Le Capitaine Aréna tome 1
de Alexandre Dumas

critiqué par CC.RIDER, le 3 mai 2012
( - 66 ans)


La note:  étoiles
Dumas en voyage dans le sud de l'Italie
Accompagné de son ami Jadin, dessinateur, et de son chien Milord, le narrateur découvre la région sud de l'Italie en voyageant de ports en ports sur le bateau du Capitaine Aréna. Il commence par rencontrer non loin de Naples le baron Pisani, un étrange philanthrope qui dépense toute sa fortune pour s'occuper de manière plus humaine de malades mentaux abandonnés. Il découvre la différence de mentalité et de comportements entre les Napolitains bavards et bruyants et les Palermitains beaucoup moins loquaces et moins démonstratifs. Le voyage se poursuit dans les sauvages îles éoliennes (Lipari, Vulcano et Stromboli) et se termine par un naufrage dont les héros et l'équipage réchappent non sans peine.
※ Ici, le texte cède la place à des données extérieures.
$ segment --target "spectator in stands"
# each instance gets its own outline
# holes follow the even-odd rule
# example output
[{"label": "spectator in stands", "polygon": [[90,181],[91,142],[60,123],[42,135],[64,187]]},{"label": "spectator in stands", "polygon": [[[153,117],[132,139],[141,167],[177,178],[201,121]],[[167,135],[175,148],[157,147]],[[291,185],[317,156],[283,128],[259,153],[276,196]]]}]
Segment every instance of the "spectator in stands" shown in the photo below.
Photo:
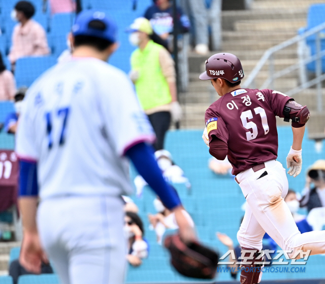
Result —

On l'aura compris « Le Capitaine Aréna », oeuvre de jeunesse du grand Alexandre Dumas, n'a pas grand chose à voir avec ses grandes fresques romanesques type cape et épée ou roman historique pur. Nous sommes dans le registre du récit de voyage avec ses rencontres, ses anecdotes et ses découvertes plus ou moins surprenantes. Le lecteur y apprendra pas mal de choses sur la géographie ou l'histoire de cette région finalement assez mal connue. (On y lira par exemple que le terrible Frédéric Barberousse vida l'île Lipari de la totalité de sa population et que ce lieu abandonné fut recolonisé des années plus tard par des Espagnols dont les actuels habitants sont les descendants directs). A l'époque de Dumas, une misère noire régnait en ces lieux, les comportements y étaient encore quasi-féodaux, les moeurs et les croyances archaïques. Là réside l'intérêt principal de ce livre sans intrigue romanesque classique.